Mantan Perdana Menteri (PM) Israel, Naftali Bennett, mengkritik PM Benjamin Netanyahu "tidak mampu memimpin pemerintahannya sendiri". Bennett menilai Netanyahu terlalu dikendalikan oleh menteri-menteri garis keras yang ada dalam kabinetnya, juga oleh kelompok Yahudi ultra-Ortodoks.
Kritikan tersebut, seperti dilansir Anadolu Agency, Rabu (1/7/2026), disampaikan Bennett yang menjabat PM Israel periode tahun 2021-2022 ini, dalam wawancara dengan Mario Nawafal, penyiar berkebangsaan Lebanon-Australia, pada Selasa (30/6) waktu setempat.
Dalam wawancara tersebut, Bennett mengatakan bahwa menteri-menteri garis keras beraliran sayap kanan, seperti Menteri Keamanan Nasional Israel, Itamar Ben-Gvir, dan Menteri Keuangan Israel, Bezalel Smotrich, terlalu mengendalikan Netanyahu.
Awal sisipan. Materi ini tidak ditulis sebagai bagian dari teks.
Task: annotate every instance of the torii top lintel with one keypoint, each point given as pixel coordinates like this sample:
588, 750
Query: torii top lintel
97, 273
"Dia (Netanyahu-red) tidak mampu memimpin pemerintahannya sendiri, karena Ben-Gvir dan Smotrich, dan kelompok Haredim (kaum Yahudi ultra-Ortodoks), mereka semua mengendalikan dirinya," ujar Bennett dalam wawancara tersebut.
"Saya tidak akan membiarkan orang-orang bodoh dalam pemerintahan saya, menyampaikan pernyataan -- pernyataan yang benar-benar konyol seperti yang diucapkan oleh orang-orang seperti Ben-Gvir dan Smotrich. Sejak awal, saya tidak akan mengizinkan Ben-Gvir masuk ke pemerintahan saya," tegasnya.
"Namun, jika ada seseorang dalam pemerintahan saya mengatakan hal semacam itu, saya akan meminta mereka untuk tertib. Netanyahu tidak bisa lagi melakukan hal tersebut karena dia bergantung pada mereka," kata Bennett, yang merupakan salah satu tokoh oposisi Israel yang menentang pemerintahan Netanyahu.
Bennett mengakui bahwa posisi internasional Israel telah merosot tajam. Dia menilai kemerosotan itu terjadi bukan disebabkan oleh media yang bias atau propaganda pihak luar, melainkan akibat ulah pemerintah Israel itu sendiri.